President Putin’s Address to the Federal Assembly on 15th January contained the key announcement that he would seek approval via a referendum for a number of constitutional reforms that look to concentrate power in parliament and the State Council in a shift away from the Presidency. Commentators have suggested that when Putin’s Presidential term ends in 2024 this could open the door to him still holding a powerful role within the country although no announcement has been made to this effect. Following on from this, the then Prime Minister Dmitry Medvedev and the government resigned and Mikhail Mishustin, a technocrat in charge of the tax service, has been appointed as the new Prime Minister and Putin has approved the cabinet reshuffle.
A core theme running through Putin’s speech this year (and last) is the need to boost growth and tackle a number of structural issues such as the unfavourable demographic profile and the need to boost the birth rate. Putin commented that a fertility rate of 1.5 in 2019 “is not enough for our country” and talked of further measures to support families. Russia faces a number of structural challenges that constrain potential growth estimates to around 1.6%-2% so, aside from boosting the birth rate, measures to boost productivity, institutional strength and further improvements to the ease of doing business would be beneficial. Putin’s speech talked of the economy needing structural changes and higher efficiency to boost growth and that “it is necessary to launch a new investment cycle,” and “Starting this year, annual investment growth should be at least 5 percent, and investment share in the country's GDP, 25 percent by 2024 from the current 21 percent.”

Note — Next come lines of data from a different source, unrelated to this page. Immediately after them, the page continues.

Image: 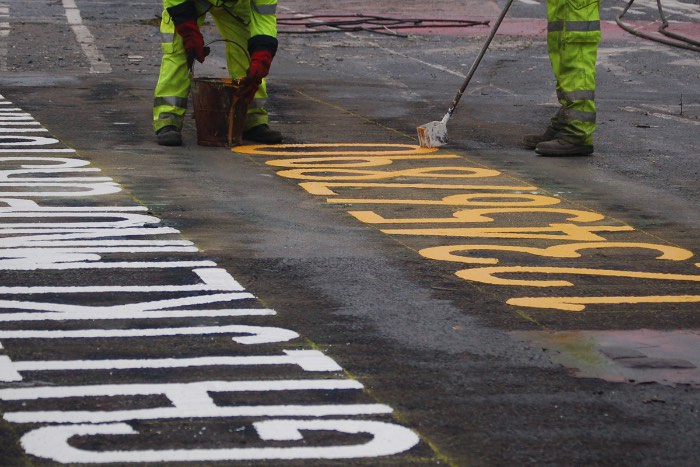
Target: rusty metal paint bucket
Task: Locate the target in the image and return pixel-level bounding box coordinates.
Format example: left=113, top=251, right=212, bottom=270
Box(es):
left=192, top=78, right=248, bottom=147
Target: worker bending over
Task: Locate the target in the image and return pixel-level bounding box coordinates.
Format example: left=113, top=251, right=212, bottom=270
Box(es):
left=523, top=0, right=601, bottom=156
left=153, top=0, right=282, bottom=146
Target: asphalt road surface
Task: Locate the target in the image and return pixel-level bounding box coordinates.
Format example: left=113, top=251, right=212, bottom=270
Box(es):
left=0, top=0, right=700, bottom=466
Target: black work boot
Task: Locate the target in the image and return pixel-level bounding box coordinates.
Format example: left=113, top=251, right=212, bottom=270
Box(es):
left=535, top=138, right=593, bottom=157
left=523, top=126, right=557, bottom=149
left=243, top=123, right=282, bottom=144
left=156, top=125, right=182, bottom=146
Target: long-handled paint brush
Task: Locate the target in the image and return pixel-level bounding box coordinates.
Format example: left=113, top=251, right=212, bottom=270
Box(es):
left=416, top=0, right=513, bottom=148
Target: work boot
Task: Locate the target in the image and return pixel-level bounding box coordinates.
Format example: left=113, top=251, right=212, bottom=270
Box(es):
left=156, top=125, right=182, bottom=146
left=535, top=138, right=593, bottom=156
left=523, top=126, right=557, bottom=149
left=243, top=123, right=282, bottom=144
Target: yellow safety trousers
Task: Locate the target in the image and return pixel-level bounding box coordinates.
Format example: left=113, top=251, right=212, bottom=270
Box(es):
left=153, top=0, right=276, bottom=132
left=547, top=0, right=601, bottom=145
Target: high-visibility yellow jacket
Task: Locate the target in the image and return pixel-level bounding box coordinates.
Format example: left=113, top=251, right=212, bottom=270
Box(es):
left=153, top=0, right=277, bottom=132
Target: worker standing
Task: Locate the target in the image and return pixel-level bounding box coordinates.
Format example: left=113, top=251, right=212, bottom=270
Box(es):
left=153, top=0, right=282, bottom=146
left=523, top=0, right=601, bottom=156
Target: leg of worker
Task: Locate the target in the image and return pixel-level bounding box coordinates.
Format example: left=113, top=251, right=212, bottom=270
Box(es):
left=211, top=1, right=282, bottom=143
left=211, top=0, right=282, bottom=144
left=153, top=5, right=201, bottom=145
left=537, top=0, right=601, bottom=155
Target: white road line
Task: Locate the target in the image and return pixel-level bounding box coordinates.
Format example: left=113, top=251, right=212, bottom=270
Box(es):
left=63, top=0, right=112, bottom=73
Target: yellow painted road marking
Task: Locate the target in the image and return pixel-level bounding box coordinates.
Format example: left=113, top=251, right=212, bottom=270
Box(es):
left=233, top=143, right=700, bottom=312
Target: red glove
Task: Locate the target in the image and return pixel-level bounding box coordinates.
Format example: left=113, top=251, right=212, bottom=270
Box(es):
left=247, top=50, right=272, bottom=85
left=175, top=20, right=207, bottom=63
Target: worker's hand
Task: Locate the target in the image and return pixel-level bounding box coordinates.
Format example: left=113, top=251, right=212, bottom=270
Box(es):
left=246, top=50, right=272, bottom=85
left=175, top=20, right=207, bottom=63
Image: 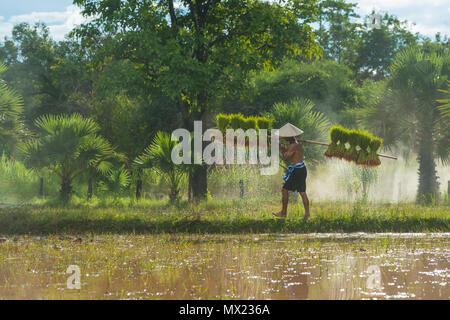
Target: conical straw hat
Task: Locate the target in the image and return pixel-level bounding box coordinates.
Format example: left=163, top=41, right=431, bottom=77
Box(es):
left=272, top=123, right=303, bottom=138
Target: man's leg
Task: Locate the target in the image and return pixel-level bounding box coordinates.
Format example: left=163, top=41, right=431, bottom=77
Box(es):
left=273, top=188, right=289, bottom=218
left=300, top=192, right=310, bottom=219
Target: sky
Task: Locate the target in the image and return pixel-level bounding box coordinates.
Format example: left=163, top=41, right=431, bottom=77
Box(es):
left=0, top=0, right=450, bottom=40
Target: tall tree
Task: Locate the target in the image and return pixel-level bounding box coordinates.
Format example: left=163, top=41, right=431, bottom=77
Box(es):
left=354, top=11, right=419, bottom=80
left=75, top=0, right=320, bottom=198
left=359, top=48, right=450, bottom=203
left=0, top=63, right=25, bottom=155
left=21, top=114, right=118, bottom=203
left=316, top=0, right=360, bottom=66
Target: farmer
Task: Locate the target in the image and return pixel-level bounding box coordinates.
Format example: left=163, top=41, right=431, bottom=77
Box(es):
left=273, top=123, right=310, bottom=219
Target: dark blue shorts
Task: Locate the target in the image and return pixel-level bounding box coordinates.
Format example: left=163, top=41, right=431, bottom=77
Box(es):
left=283, top=167, right=308, bottom=192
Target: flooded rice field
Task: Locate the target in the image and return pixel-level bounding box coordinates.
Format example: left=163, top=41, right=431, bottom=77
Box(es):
left=0, top=233, right=450, bottom=299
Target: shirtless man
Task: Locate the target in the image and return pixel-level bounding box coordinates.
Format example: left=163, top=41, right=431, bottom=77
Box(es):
left=273, top=137, right=310, bottom=219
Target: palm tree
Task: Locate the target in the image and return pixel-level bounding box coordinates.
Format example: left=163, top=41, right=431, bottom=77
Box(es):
left=135, top=131, right=186, bottom=201
left=267, top=98, right=331, bottom=162
left=20, top=114, right=117, bottom=203
left=0, top=63, right=24, bottom=155
left=359, top=48, right=450, bottom=203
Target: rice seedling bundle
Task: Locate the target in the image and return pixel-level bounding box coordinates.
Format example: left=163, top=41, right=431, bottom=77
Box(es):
left=230, top=113, right=244, bottom=130
left=216, top=113, right=272, bottom=133
left=216, top=113, right=230, bottom=132
left=325, top=126, right=383, bottom=167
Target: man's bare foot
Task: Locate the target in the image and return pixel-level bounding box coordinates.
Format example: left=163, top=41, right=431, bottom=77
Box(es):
left=272, top=212, right=286, bottom=218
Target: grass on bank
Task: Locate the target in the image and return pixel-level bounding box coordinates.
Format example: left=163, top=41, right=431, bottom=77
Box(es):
left=0, top=200, right=450, bottom=235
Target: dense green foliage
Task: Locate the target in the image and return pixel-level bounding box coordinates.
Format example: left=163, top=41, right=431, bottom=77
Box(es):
left=0, top=0, right=450, bottom=203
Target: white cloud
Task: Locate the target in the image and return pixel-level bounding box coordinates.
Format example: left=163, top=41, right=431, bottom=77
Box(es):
left=0, top=5, right=86, bottom=40
left=356, top=0, right=450, bottom=38
left=0, top=0, right=450, bottom=40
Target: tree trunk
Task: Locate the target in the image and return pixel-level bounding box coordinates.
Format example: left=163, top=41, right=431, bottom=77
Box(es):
left=136, top=178, right=142, bottom=200
left=39, top=178, right=44, bottom=199
left=60, top=178, right=72, bottom=204
left=417, top=127, right=438, bottom=204
left=87, top=178, right=93, bottom=200
left=188, top=172, right=192, bottom=201
left=190, top=165, right=208, bottom=201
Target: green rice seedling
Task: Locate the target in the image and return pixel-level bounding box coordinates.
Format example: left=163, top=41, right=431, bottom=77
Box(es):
left=216, top=113, right=230, bottom=132
left=245, top=117, right=256, bottom=129
left=366, top=137, right=383, bottom=167
left=239, top=116, right=248, bottom=130
left=356, top=131, right=372, bottom=165
left=344, top=130, right=359, bottom=162
left=230, top=113, right=243, bottom=130
left=335, top=127, right=350, bottom=159
left=325, top=126, right=342, bottom=158
left=256, top=117, right=272, bottom=130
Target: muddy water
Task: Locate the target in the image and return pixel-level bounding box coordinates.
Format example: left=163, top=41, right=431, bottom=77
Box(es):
left=0, top=233, right=450, bottom=299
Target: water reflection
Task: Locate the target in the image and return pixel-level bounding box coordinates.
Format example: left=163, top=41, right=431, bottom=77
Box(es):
left=0, top=234, right=450, bottom=299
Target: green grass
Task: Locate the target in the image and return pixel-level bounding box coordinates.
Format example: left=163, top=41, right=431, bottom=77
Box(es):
left=0, top=200, right=450, bottom=235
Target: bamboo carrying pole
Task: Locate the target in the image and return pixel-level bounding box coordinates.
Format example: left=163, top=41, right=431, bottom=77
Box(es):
left=297, top=140, right=398, bottom=160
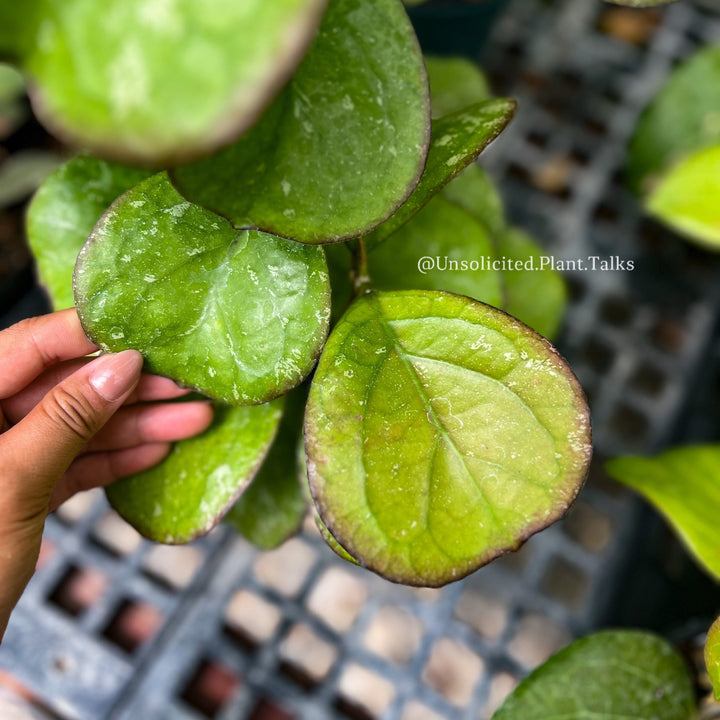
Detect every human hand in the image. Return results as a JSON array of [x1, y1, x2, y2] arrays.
[[0, 309, 212, 638]]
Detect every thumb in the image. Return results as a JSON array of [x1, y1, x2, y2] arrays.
[[1, 350, 143, 512]]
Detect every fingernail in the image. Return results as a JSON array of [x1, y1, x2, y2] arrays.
[[90, 350, 143, 402]]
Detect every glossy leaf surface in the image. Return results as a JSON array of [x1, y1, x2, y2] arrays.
[[15, 0, 325, 166], [305, 291, 591, 586], [607, 0, 675, 8], [493, 630, 697, 720], [628, 45, 720, 192], [27, 157, 148, 310], [173, 0, 430, 243], [705, 618, 720, 700], [367, 98, 516, 249], [225, 388, 307, 550], [425, 55, 492, 118], [75, 173, 330, 405], [106, 401, 282, 544], [496, 228, 567, 340], [647, 143, 720, 251], [606, 445, 720, 579]]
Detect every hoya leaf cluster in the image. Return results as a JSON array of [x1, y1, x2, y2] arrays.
[[26, 0, 591, 585]]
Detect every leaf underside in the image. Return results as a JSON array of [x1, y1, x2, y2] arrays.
[[172, 0, 430, 244], [106, 400, 282, 544], [492, 630, 696, 720], [75, 173, 330, 405], [14, 0, 326, 167], [305, 291, 591, 586], [606, 445, 720, 580]]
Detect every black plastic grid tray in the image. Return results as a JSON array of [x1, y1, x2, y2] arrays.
[[0, 0, 720, 720]]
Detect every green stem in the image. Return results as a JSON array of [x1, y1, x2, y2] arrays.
[[350, 238, 372, 297]]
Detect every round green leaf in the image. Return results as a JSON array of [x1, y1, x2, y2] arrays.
[[425, 55, 492, 119], [368, 193, 503, 307], [27, 157, 148, 310], [607, 0, 675, 7], [225, 388, 307, 550], [106, 401, 282, 544], [366, 98, 517, 249], [315, 514, 359, 565], [305, 291, 591, 586], [75, 173, 330, 405], [628, 45, 720, 191], [492, 630, 697, 720], [173, 0, 430, 243], [496, 228, 567, 340], [606, 445, 720, 580], [647, 145, 720, 251], [18, 0, 325, 166], [705, 618, 720, 700]]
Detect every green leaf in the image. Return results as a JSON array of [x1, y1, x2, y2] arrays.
[[442, 163, 507, 237], [17, 0, 325, 166], [368, 166, 567, 338], [173, 0, 430, 243], [497, 228, 567, 340], [368, 193, 503, 307], [705, 618, 720, 700], [647, 145, 720, 251], [493, 630, 697, 720], [443, 165, 567, 340], [75, 173, 330, 405], [305, 291, 591, 586], [628, 45, 720, 192], [106, 400, 282, 544], [606, 445, 720, 580], [366, 99, 516, 250], [0, 150, 62, 208], [607, 0, 675, 7], [425, 55, 492, 118], [27, 157, 148, 310], [225, 388, 307, 550]]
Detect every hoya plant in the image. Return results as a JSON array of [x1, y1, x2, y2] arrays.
[[607, 443, 720, 699], [628, 45, 720, 251], [11, 0, 591, 586]]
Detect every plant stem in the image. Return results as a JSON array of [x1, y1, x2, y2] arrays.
[[350, 238, 372, 297]]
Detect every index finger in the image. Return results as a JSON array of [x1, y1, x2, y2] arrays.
[[0, 308, 98, 398]]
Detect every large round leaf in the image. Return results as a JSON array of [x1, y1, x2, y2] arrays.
[[628, 45, 720, 191], [15, 0, 325, 165], [425, 55, 492, 118], [107, 400, 282, 543], [305, 291, 591, 586], [368, 193, 503, 307], [27, 157, 148, 310], [173, 0, 430, 243], [606, 445, 720, 580], [75, 173, 330, 405], [705, 618, 720, 700], [492, 630, 697, 720], [366, 98, 517, 249]]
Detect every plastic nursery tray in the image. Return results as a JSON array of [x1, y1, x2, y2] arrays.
[[0, 0, 720, 720]]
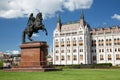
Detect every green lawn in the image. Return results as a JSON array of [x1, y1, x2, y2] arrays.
[[0, 69, 120, 80]]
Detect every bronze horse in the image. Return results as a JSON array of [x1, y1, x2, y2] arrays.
[[22, 13, 48, 43]]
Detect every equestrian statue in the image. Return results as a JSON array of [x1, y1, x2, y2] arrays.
[[22, 12, 48, 43]]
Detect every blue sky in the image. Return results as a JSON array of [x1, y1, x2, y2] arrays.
[[0, 0, 120, 53]]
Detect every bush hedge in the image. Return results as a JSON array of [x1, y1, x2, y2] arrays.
[[54, 64, 80, 69], [93, 63, 112, 67], [54, 63, 112, 69]]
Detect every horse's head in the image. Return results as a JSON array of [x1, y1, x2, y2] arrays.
[[36, 12, 42, 20]]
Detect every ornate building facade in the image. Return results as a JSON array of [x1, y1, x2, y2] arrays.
[[53, 13, 120, 65]]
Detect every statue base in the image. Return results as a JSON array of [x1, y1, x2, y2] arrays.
[[5, 41, 62, 72], [19, 42, 48, 68]]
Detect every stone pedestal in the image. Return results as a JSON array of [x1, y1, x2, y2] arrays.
[[19, 42, 48, 68]]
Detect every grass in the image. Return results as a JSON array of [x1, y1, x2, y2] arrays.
[[0, 69, 120, 80]]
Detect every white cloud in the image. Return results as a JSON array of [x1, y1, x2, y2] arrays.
[[111, 14, 120, 20], [0, 0, 93, 18], [64, 0, 93, 11], [33, 33, 39, 37]]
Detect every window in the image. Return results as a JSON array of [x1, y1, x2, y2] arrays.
[[115, 48, 117, 52], [93, 56, 96, 61], [118, 48, 120, 52], [67, 55, 70, 61], [92, 40, 96, 46], [67, 41, 70, 47], [61, 56, 64, 61], [56, 50, 59, 53], [55, 42, 59, 47], [100, 55, 104, 60], [80, 49, 83, 52], [108, 54, 112, 60], [80, 55, 83, 61], [79, 40, 83, 46], [73, 40, 76, 46], [67, 49, 70, 53], [56, 56, 59, 61], [73, 49, 77, 53], [73, 55, 77, 61], [61, 50, 64, 53], [116, 54, 120, 60]]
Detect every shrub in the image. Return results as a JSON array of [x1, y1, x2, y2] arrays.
[[93, 63, 112, 67], [54, 64, 80, 69]]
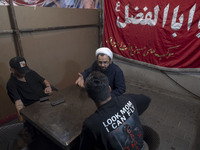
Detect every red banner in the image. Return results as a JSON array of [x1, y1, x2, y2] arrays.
[[103, 0, 200, 68]]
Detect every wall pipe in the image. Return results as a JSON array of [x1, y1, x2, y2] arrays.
[[8, 0, 24, 56], [0, 24, 99, 35]]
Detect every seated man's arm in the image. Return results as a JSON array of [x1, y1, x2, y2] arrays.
[[111, 70, 126, 97], [6, 82, 24, 122], [75, 73, 85, 88], [44, 80, 52, 94]]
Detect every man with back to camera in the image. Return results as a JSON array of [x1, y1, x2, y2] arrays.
[[7, 57, 52, 122], [79, 72, 151, 150], [75, 47, 126, 97]]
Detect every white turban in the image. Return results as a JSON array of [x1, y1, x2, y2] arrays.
[[96, 47, 113, 60]]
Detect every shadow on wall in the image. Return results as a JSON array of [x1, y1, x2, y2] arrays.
[[56, 60, 83, 90], [0, 63, 16, 120]]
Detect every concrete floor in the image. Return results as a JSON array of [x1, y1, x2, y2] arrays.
[[0, 82, 200, 150], [126, 82, 200, 150]]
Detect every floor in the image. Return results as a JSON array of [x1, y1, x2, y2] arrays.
[[127, 83, 200, 150], [0, 83, 200, 150]]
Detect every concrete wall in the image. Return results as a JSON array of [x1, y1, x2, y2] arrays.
[[0, 6, 99, 120]]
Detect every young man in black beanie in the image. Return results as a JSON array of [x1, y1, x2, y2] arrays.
[[80, 72, 151, 150]]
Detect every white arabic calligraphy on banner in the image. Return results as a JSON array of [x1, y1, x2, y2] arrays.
[[115, 1, 200, 38], [103, 0, 200, 68]]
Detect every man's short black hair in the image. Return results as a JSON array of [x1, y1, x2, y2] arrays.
[[85, 71, 110, 103]]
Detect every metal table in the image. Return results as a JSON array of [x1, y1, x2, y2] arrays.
[[21, 85, 96, 149]]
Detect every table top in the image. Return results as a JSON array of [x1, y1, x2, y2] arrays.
[[21, 85, 96, 149]]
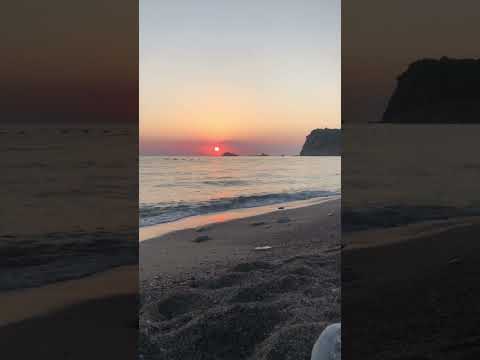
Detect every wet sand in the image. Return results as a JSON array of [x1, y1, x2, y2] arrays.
[[140, 199, 341, 360], [0, 266, 138, 359]]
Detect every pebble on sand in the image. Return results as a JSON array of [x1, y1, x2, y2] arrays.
[[193, 235, 212, 242], [254, 245, 272, 251]]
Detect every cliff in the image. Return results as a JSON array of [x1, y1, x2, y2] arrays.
[[300, 129, 341, 156], [382, 57, 480, 123]]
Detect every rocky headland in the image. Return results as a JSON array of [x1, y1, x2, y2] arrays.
[[382, 57, 480, 123]]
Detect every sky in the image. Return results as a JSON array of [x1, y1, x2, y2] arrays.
[[341, 0, 480, 124], [139, 0, 341, 155], [0, 0, 139, 126]]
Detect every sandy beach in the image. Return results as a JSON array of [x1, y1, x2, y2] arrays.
[[140, 199, 340, 360]]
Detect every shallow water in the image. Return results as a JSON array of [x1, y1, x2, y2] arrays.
[[140, 156, 341, 226]]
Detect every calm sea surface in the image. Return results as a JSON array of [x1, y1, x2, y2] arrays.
[[140, 156, 341, 226]]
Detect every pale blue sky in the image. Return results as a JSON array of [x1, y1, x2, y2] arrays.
[[140, 0, 341, 153]]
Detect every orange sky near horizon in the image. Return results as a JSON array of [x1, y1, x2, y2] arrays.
[[139, 0, 340, 155]]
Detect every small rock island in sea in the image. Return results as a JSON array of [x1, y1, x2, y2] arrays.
[[300, 129, 342, 156], [382, 57, 480, 124]]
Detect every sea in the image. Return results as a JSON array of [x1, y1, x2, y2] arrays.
[[139, 156, 341, 227]]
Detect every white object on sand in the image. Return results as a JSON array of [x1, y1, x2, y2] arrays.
[[254, 246, 272, 251], [311, 323, 342, 360]]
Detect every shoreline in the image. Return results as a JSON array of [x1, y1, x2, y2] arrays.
[[139, 195, 341, 242], [0, 265, 138, 327], [139, 198, 341, 360]]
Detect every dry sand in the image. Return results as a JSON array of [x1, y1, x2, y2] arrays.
[[140, 199, 340, 360]]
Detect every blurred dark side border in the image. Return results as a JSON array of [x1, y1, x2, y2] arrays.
[[342, 0, 480, 360], [0, 0, 138, 359]]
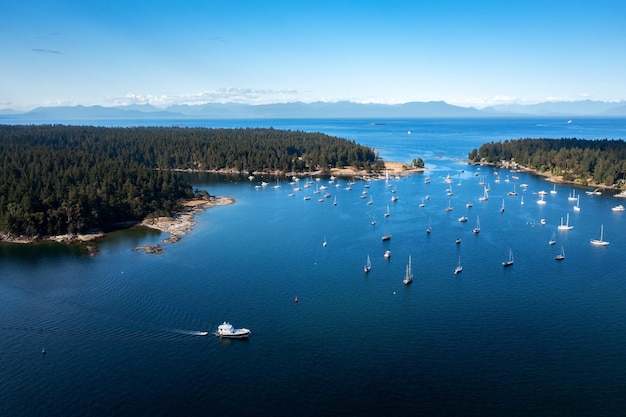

Mishustin has been tasked with enacting Putin’s ~$416bn national projects programme, a multi-year programme targeting investments in infrastructure, health care and education and incentives to encourage innovation from the private sector. The programme, announced by Putin in 2018, had got off to a slow start and Mishustin’s reputation for effective management and reform of the tax service should allow for better management and implementation of it.
Russia is in the fortunate position of being able to undertake this given its strong credit profile (strong fiscal position, asset buffers, a positive NFA position, low debt levels and a flexible exchange rate). Plus, the discipline of a fiscal rule has boosted Russia’s credit profile enabling it to replenish its National Wealth Fund as oil prices recovered from the lows exceeding budget estimates. Clearly, sanctions (particularly any new ones) remain a risk but so far Russia’s financial strengths and buffers have enabled it to withstand the post-2014 lower oil price environment and ongoing sanctions.